In Austria (population, ca. 8 million) in 1997 approximately 84 kg streptomycin (as its sulfate) were used in human medicine the same amount was used in veterinary medicine: 50% for therapy and 50% as a preservative for semen. Though this drug could be legally imported from any European Union Member State, its absence from the Austrian drug lists has meant that its use has almost ceased. In 1998, 0.3 kg streptomycin were imported by the Federal States of Tyrol and Vorarlberg (ca. 1 million inhabitants) for human therapy, compared with 12 kg for the treatment of apple tree cultures for fire blight (Erwinia amylovora).
Previously we reported that niclosamide, the drug of choice for the treatment of Taenia saginata infestations in humans, was withdrawn from the market in Austria in 1993, while praziquantel the only other drug effective in treating taeniasis is registered solely for administration to animals (6). Only its veterinary use guarantees sufficient consumption of niclosamide to warrant the costs of official registration and marketing. Antibiotics now seem to be more profitable in agriculture and animal husbandry than in human therapy.
In the USA, the Orphan Drug Act was passed in 1983 to provide companies with incentives in the form of grants, tax credits and a seven-year marketing monopoly for the development of drugs for treating rare diseases. Tuberculosis, regrettably, is not a rare disease. With the recent global resurgence of tuberculosis and the concomitant rise in multidrug-resistant strains of Mycobacterium tuberculosis there is an increasing demand for unhampered availability of streptomycin.
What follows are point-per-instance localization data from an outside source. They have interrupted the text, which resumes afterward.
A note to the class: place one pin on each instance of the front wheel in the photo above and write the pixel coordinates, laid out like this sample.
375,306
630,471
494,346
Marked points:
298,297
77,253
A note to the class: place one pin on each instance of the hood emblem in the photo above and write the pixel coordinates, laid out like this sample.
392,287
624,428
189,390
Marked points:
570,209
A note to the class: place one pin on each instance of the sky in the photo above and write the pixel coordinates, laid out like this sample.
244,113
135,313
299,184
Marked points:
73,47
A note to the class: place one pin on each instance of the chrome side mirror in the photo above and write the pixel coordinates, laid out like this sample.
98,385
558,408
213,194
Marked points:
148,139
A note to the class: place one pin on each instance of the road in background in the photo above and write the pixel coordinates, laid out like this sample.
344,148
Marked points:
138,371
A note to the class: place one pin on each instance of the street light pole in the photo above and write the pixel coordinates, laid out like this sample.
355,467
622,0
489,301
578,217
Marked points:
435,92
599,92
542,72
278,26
Perhaps time-proven drugs that are too cheap and needed in quantities too small to guarantee continued profits should be designated as orphan drugs to ensure their general availability.
1. Fasehun F. The antibacterial paradox: essential drugs, effectiveness, and cost. Bulletin of the World Health Organization, 1999, 77: 211216.
2. Williams JD. The WHO model list of essential drugs. International Journal of Antimicrobial Agents, 1999, 12: 71180.
3. The use of essential drugs. Eighth report of the WHO Expert Committee (including the Revised Model List of Essential Drugs). Geneva, World Health Organization, 1998 (WHO Technical Report Series, No. 882).
4. Pfyffer GE et al. Multicenter laboratory validation of susceptibility testing of Mycobacterium tuberculosis against classical second-line and newer antimicrobial drugs by using the radiometric BACTEC 460 technique and the proportion method with solid media. Journal of Clinical Microbiology, 1999, 37: 31793186.
5. Jentzsch A, Jasek W. Austria-Codex Fachinformation 1997/1998 (51st ed.). Vienna, Österreichische Apotheker-Verlagsgesellschaft, 1997.
6. Allerberger F, Dierich MP. A new kind of orphan drug? Nature, 1992, 357: 531.